Expectations from the fans Fans expectations can lead to higher media coverage or vice versa. The media itself can have a massive influencing factor in the expectation of fans. This in turn can lead to higher expectations than the situation warrants. When England set off for the World Cup Finals in June 2010, the first phase group stage started with matches against USA and Algeria; high levels of expectations for easy wins lead to frustrating crowd reactions when the team drew the two matches, leading to Wayne Rooney commenting when leaving the pitch after the 0-0 draw against Algeria and saying “It’s nice to get booed by your own fans. Very loyal, for ****’s sake.”

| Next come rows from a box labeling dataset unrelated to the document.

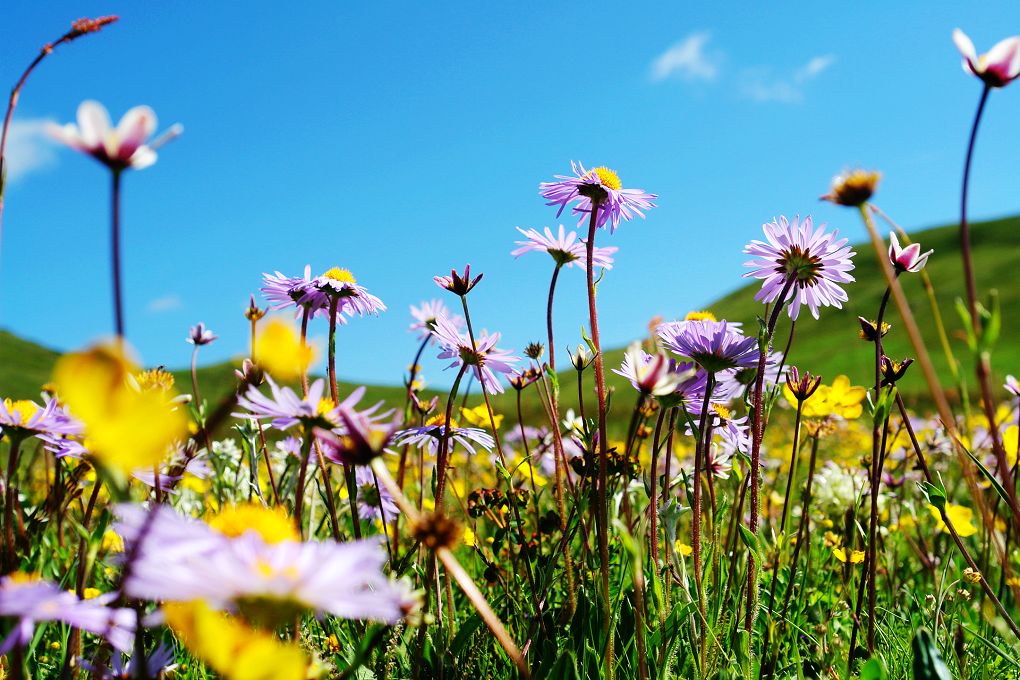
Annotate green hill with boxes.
[0,217,1020,429]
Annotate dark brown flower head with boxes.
[821,168,882,208]
[857,316,893,343]
[245,296,268,321]
[234,359,265,385]
[432,264,483,296]
[882,354,914,385]
[510,367,542,391]
[411,513,463,551]
[67,15,120,40]
[786,366,822,402]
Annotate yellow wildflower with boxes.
[53,345,188,472]
[163,601,308,680]
[255,318,315,380]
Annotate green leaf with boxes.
[911,628,953,680]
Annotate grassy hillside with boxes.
[712,217,1020,399]
[0,217,1020,427]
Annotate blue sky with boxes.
[0,0,1020,383]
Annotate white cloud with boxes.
[740,54,835,104]
[651,32,720,83]
[145,293,183,314]
[6,118,57,181]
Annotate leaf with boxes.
[911,628,953,680]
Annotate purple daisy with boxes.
[539,161,659,233]
[744,215,857,319]
[510,224,619,269]
[613,343,695,397]
[306,267,386,317]
[659,319,758,373]
[354,466,400,524]
[0,399,83,438]
[394,415,496,455]
[115,504,415,624]
[408,298,464,343]
[432,317,520,393]
[0,572,136,655]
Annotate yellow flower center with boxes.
[425,413,457,429]
[3,399,40,425]
[209,503,301,543]
[322,267,358,283]
[592,165,623,192]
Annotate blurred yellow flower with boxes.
[254,318,315,380]
[928,503,977,538]
[53,345,188,472]
[460,404,503,429]
[783,375,868,420]
[163,601,308,680]
[832,547,864,565]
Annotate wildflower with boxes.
[434,317,520,393]
[0,572,135,655]
[744,216,856,319]
[115,504,413,626]
[832,547,864,565]
[432,264,485,297]
[613,343,695,397]
[394,415,496,454]
[821,168,882,208]
[881,354,914,385]
[659,320,758,373]
[188,324,218,347]
[953,29,1020,88]
[857,316,893,343]
[782,366,822,405]
[306,267,386,317]
[928,503,977,538]
[245,296,269,323]
[260,264,326,323]
[567,345,595,371]
[539,161,658,234]
[252,319,315,380]
[163,601,308,680]
[53,346,188,472]
[510,224,619,269]
[354,466,400,524]
[889,231,935,274]
[48,100,184,172]
[460,404,503,429]
[0,399,82,439]
[408,299,464,344]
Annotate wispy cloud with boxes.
[145,293,183,314]
[651,31,721,83]
[740,54,835,104]
[7,118,57,181]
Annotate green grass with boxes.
[0,216,1020,417]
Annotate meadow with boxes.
[0,11,1020,680]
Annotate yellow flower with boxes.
[832,547,864,565]
[53,345,188,472]
[799,375,868,420]
[928,503,977,538]
[255,318,315,380]
[163,601,308,680]
[460,404,503,429]
[209,503,301,543]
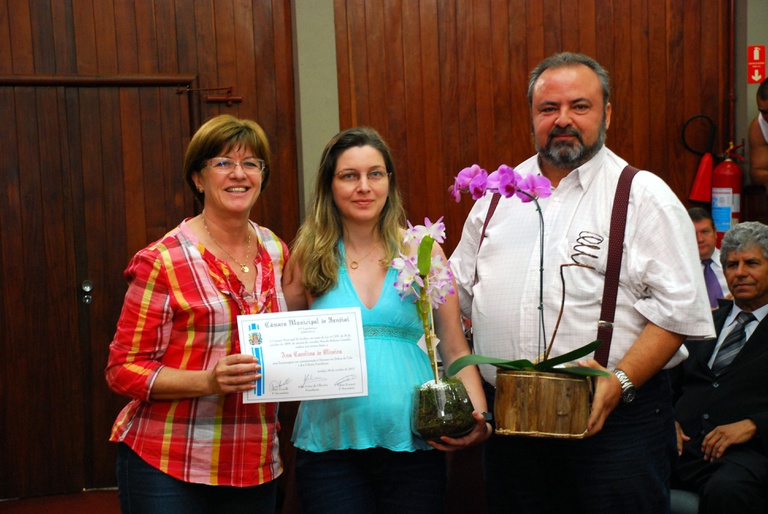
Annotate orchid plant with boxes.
[392,217,456,382]
[448,164,609,376]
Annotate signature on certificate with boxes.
[302,373,327,387]
[334,375,357,386]
[269,378,291,391]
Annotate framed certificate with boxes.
[237,307,368,403]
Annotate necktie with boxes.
[701,259,723,309]
[712,311,755,375]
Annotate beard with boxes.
[534,117,608,170]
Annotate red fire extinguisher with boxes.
[712,143,744,244]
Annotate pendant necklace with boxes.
[203,215,251,273]
[347,243,379,269]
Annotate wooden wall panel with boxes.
[334,0,732,251]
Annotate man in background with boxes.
[688,207,729,309]
[673,222,768,514]
[749,79,768,193]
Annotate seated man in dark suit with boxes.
[672,222,768,513]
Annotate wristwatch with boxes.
[613,369,637,403]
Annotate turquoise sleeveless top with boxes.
[292,243,432,452]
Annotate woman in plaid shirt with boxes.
[106,115,288,514]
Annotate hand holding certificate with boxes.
[237,307,368,403]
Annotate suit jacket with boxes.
[672,301,768,456]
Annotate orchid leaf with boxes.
[447,340,610,377]
[538,339,603,371]
[548,366,611,377]
[416,236,435,277]
[447,354,534,376]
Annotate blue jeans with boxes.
[484,371,677,514]
[117,443,277,514]
[296,448,446,514]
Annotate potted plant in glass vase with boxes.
[447,164,610,438]
[392,218,476,440]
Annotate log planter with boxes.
[494,369,592,439]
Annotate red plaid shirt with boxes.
[106,221,288,487]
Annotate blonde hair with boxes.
[291,127,405,297]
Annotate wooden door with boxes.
[0,78,195,498]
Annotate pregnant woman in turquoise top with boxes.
[283,127,491,514]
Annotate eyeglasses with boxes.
[206,157,267,175]
[334,170,389,184]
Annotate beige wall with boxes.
[292,0,339,218]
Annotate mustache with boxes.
[547,127,584,145]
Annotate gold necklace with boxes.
[203,215,251,273]
[345,243,379,269]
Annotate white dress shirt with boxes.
[451,148,715,383]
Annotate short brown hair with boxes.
[184,114,270,205]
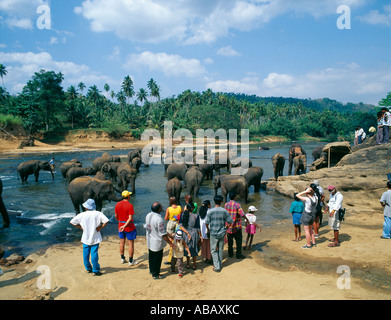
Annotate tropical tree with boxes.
[137,88,148,103]
[0,63,8,89]
[22,70,65,131]
[66,86,77,129]
[121,76,134,103]
[147,78,160,100]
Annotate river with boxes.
[0,143,319,257]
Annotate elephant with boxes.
[0,179,10,228]
[117,162,137,194]
[312,145,324,161]
[68,176,122,214]
[166,177,182,204]
[198,162,214,180]
[293,154,307,175]
[18,160,54,182]
[229,157,253,169]
[60,159,83,178]
[94,171,108,180]
[166,163,187,181]
[130,157,141,172]
[100,162,122,183]
[288,143,306,176]
[128,148,142,164]
[92,152,121,172]
[243,167,263,192]
[272,153,285,181]
[213,175,248,203]
[183,167,204,197]
[66,167,96,183]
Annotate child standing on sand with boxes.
[171,230,191,278]
[289,193,304,241]
[243,206,262,250]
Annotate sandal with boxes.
[328,242,339,248]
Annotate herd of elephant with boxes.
[0,144,307,223]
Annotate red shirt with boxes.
[114,200,136,232]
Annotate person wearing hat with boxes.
[325,185,343,248]
[243,206,262,250]
[312,180,324,238]
[380,181,391,239]
[70,199,109,276]
[171,229,191,278]
[114,190,138,266]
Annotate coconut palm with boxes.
[121,76,134,103]
[0,63,8,89]
[137,88,148,103]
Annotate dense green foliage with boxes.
[0,70,382,140]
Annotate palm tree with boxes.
[103,83,110,99]
[77,82,86,95]
[121,76,134,103]
[147,78,160,100]
[0,63,8,89]
[137,88,148,103]
[67,86,77,129]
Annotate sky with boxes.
[0,0,391,105]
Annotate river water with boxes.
[0,143,318,256]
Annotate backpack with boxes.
[338,208,346,221]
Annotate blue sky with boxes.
[0,0,391,105]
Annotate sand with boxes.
[0,138,391,301]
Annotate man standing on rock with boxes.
[380,181,391,239]
[325,185,343,248]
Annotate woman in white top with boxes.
[296,187,318,249]
[198,200,213,263]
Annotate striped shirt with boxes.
[225,200,245,233]
[205,207,233,238]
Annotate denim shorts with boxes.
[118,229,137,240]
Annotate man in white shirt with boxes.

Expectations from the manager or team The way in which a manager or team delivers their expectations can have either a highly empowering positive effect or add negative pressure. It depends upon the relationship and history of the manager and team. If there is a high level of respect and cohesion between members, then high levels of expectations can enhance confidence amongst individual players and the team as a whole. Previous performances would be a crucial influencing factor here; if the high expectations led to previous successes, then further expectations are likely to lead to further success. Unfortunately, the converse is true. Had there been high levels of expectations which were unfulfilled, then further levels of expectations will are more likely to lead to unfulfilled performances.
Expectations from the National Governing Body Where the NGB funds the athletes, high levels of expectations can lead to enhanced pressures to perform to maintain funding or ranking points. It depends on the athlete’s perception of the funding. If it is perceived as informative to confirm the NGB believes on your ability, then the chances of expectations enhancing performance increase. If the funding is deemed as controlling, it is likely to have the reverse effect.
Expectations from self Regardless of external expectations, players may put unnecessary pressure on themselves by giving themselves unrealistic expectations. This could include the common use of negative language “I should not do….or I must do…..” when realistically, all you can do is focus on the right things and accept what happens, i.e., accept you may never be perfect, but can prepare for optimal performance. Sometimes the more you win, the more you feel you need to win and then your form may dip as you take your mind off what you were doing (a process) and start thinking of what you are expected to achieve (an outcome). Consequently, may not handle the situation like you may have done in the past, instead you withdraw or put yourself under pressure, rather than focussing on what you can do to solve the problem. Issues include:
- A perceived constant pressure to perform
- Worrying if you are good enough / still good enough / should be at the competition
- Poor form
- Team losing
- Selection uncertainty
- What happens if I fail?
Many players feel they need to perform at a higher level for certain games, matches or competitions, particularly televised events for example. In the Premiership every game is like that. In order to reduce this perceived pressure, players should focus on sustaining a high performance during training and look to simply replicate training performance in the match. It sounds simplistic, it’s not. It is also accepted that you cannot recreate the external ‘pressure’ of the occasion (fans, media, TV etc) in training, but you must try. In training athletes and players need to have a ‘match mind-set’ and create situations in their mind that they want to overcome. This will make it easier in competition. Many players expect to have a certain level of performance during training, and a higher one during matches – that difference in levels can produce pressure for one player – for another that difference can help produce an exceptional performance
Environmental Issues By creating an environment conducive to high performance (including player autonomy, confidence building and building good interpersonal relationships) levels of perceived pressure can be minimised and the best opportunity for optimised performance will be maximised. Issues to consider include:
- Organisational issues
- Training issues
- Culture of the organisation and team
- Enhance levels of communication
- Maximise interpersonal relations (not ignoring players that either perform poorly or are injured
- Ensuring players do not discover issues through the media
- Ensuring no false promises are made
- Management, coaches and players relationships
Career development issues Many career development issues need to be handled with some planning in order to minimise disruption on performance. These transitions can occur throughout your career and include physical transitions, career transitions and practical issues of changing clubs, management, coaches or teammates.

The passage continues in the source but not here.